Hi Thomas,
On 04/03/2017 09:57 PM, Thomas Petazzoni wrote:
So there's a small downside to this - which I reckon will likely not stand out in grand scheme of things - still tabling it here for people to be aware of. This can potentially degrade some of the micro-benchmarks such as LMBench lat_proc shell - since there's now an additional shared library (libtirpc) to load. We spotted this back in 2015 when comparing buildroot (using libtirpc) vs. our homegrown builds (using native toolchain rpc).

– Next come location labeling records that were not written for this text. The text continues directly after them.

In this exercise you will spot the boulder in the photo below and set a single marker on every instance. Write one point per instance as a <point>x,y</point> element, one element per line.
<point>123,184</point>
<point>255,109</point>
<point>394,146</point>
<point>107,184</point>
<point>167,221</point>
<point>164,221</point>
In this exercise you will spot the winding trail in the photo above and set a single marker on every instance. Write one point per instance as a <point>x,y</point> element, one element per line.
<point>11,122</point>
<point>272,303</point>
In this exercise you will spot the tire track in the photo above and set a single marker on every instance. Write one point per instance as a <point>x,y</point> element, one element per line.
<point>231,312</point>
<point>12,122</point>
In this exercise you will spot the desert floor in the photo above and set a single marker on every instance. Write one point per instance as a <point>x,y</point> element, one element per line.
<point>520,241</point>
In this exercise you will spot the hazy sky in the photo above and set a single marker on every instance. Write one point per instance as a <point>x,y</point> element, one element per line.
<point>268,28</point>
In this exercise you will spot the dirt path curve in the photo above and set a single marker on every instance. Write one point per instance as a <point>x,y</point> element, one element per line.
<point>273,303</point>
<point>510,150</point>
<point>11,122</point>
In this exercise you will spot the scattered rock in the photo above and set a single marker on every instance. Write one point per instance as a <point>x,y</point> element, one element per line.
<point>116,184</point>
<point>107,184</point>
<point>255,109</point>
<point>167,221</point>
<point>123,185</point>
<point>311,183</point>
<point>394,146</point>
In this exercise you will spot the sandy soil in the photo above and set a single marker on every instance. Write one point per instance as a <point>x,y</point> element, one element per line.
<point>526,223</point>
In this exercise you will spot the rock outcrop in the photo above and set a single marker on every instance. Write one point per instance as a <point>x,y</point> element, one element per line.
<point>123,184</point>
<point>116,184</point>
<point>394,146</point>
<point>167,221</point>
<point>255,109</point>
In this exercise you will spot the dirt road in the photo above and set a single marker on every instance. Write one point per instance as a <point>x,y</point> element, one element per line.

How big was the performance hit?
Processor, Processes - times in microseconds - smaller is better ------------------------------------------------------------------------------ Host OS Mhz null null open slct sig sig fork exec sh call I/O stat clos TCP inst hndl proc proc proc --------- ------------- ---- ---- ---- ---- ---- ---- ---- ---- ---- ---- ---- A7-720mhz Linux 3.4.61 720 0.50 0.97 4.37 9.38 26.0 1.00 5.59 1103 5061 8432 A7-720mhz Linux 3.4.61 720 0.50 0.96 4.24 9.31 26.0 1.00 5.59 1093 5029 10.K
So ~19%
Is it just due to loading an additional library, or to internal RPC implementation aspects that differs between the uClibc built-in implementation and the libtirpc implementation?
So the thing is Busybox binary ends up being linked with 2 libs (instead of just libc.so) thus ldso loading takes more time. Now lat_proc shell ends up doing exec() of (busybox) shell and then hello world - hence the increased time.
If it's just due to loading an additional library, is this micro benchmark really representative of real-world workload? Is it really a real life situation to have very short-lived processes that need RPC support?
Hard to judge really - for a desktop/server system it probably doesn't matter - but for a typical embedded system ...
-Vineet
Best regards,
Thomas